All the while my enchantment with the movement of travel and spaces between places remained – seduced by the unpredictability of waking each day in a different place, and the unexpected and unlikely wayfarers I meet along the way. After filming the third season of Shameless in June 2006, I intended to travel along the Trans-Siberian Railway from Russia, through Mongolia to China and down to South East Asia.
I nominally considered this would take no more than nine months. The journey lasted a year and a half with an arduous overland route from the Antipodes back to Europe, encompassing the Sub-Continent, Central Asia, Caucuses and Middle East.
This is how I have lived much of the past decade and a half – wending a path that balances instinct and caution against adventure, compassion and living loose. On foot, river, roads, tracks, trails, rail, sand and sea I’ve since crossed glaciers and deserts, traversed mountains and rivers, busked at borders, hitched over the roof of the world, survived police interrogations and South East Asian hedonism.

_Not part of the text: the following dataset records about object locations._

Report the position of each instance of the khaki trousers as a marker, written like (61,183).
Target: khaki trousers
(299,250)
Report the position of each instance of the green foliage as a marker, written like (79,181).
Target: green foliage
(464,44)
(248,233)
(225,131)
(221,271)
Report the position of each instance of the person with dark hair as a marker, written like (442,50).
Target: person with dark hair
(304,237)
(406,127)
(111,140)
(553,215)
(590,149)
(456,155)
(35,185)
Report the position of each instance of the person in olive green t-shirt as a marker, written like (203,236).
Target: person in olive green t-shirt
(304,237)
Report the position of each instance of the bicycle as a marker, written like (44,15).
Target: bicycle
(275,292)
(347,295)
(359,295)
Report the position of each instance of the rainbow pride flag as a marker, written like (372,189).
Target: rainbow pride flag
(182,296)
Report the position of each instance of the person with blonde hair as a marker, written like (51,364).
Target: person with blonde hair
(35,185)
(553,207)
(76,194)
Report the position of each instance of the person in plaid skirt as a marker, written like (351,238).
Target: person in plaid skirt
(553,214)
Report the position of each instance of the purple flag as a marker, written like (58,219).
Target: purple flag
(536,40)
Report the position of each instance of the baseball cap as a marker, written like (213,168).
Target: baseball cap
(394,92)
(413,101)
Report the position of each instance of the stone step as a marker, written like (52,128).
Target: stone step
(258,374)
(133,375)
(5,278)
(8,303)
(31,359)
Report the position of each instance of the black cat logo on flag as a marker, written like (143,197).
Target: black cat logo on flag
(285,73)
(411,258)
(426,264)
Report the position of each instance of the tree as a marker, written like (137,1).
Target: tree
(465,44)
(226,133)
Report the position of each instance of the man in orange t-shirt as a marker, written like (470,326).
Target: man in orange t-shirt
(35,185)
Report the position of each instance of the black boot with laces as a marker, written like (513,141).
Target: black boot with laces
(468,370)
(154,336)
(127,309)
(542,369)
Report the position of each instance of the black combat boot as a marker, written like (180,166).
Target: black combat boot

Increasingly, friends and family reminded me of the emergent collection of the unique stories I’d gathered along the way, like souvenirs that distilled the risks, romances, adventures and hedonism on the road. They repeatedly inveigled me to put these stories to paper and I slowly came to realise I had a privileged perspective.
During my travels I had witnessed an alternative lifestyle explode into a mainstream recreational activity. I was able to draw upon this unique insight to expose the raw nature, characters and intimate relationships forged on the open road. After finishing the final manuscript I backpacked around the Americas during the summer and fall of 2011, before returned to Australia for the official book launch.
Over the past five years I have consolidated my credentials as an author and freelance journalist by specialising in social media and content writing. I continue to regularly blog creative content and travel-themed material. I also host literary events and libraries and other venues, and welcome all invitations to participate in public talks and discussions on a range of themes from travel writing to independent publishing.
Somehow during this period I managed to complete a 17,000 mile road trip around North America – fulfilling a childhood dream by following the blue highways of my literary heroes such as Kerouac, Steinbeck and Least Heat-Moon. My ability to write, editorialise and remain highly self-motivated is further proven by the completion of a follow-up travel book titled Beat Zen and the Art of Dave which is now being published. Currently (and somewhat inevitably), I am back on the open road again in the Americas gathering material for a third travel book while working on two books of fiction.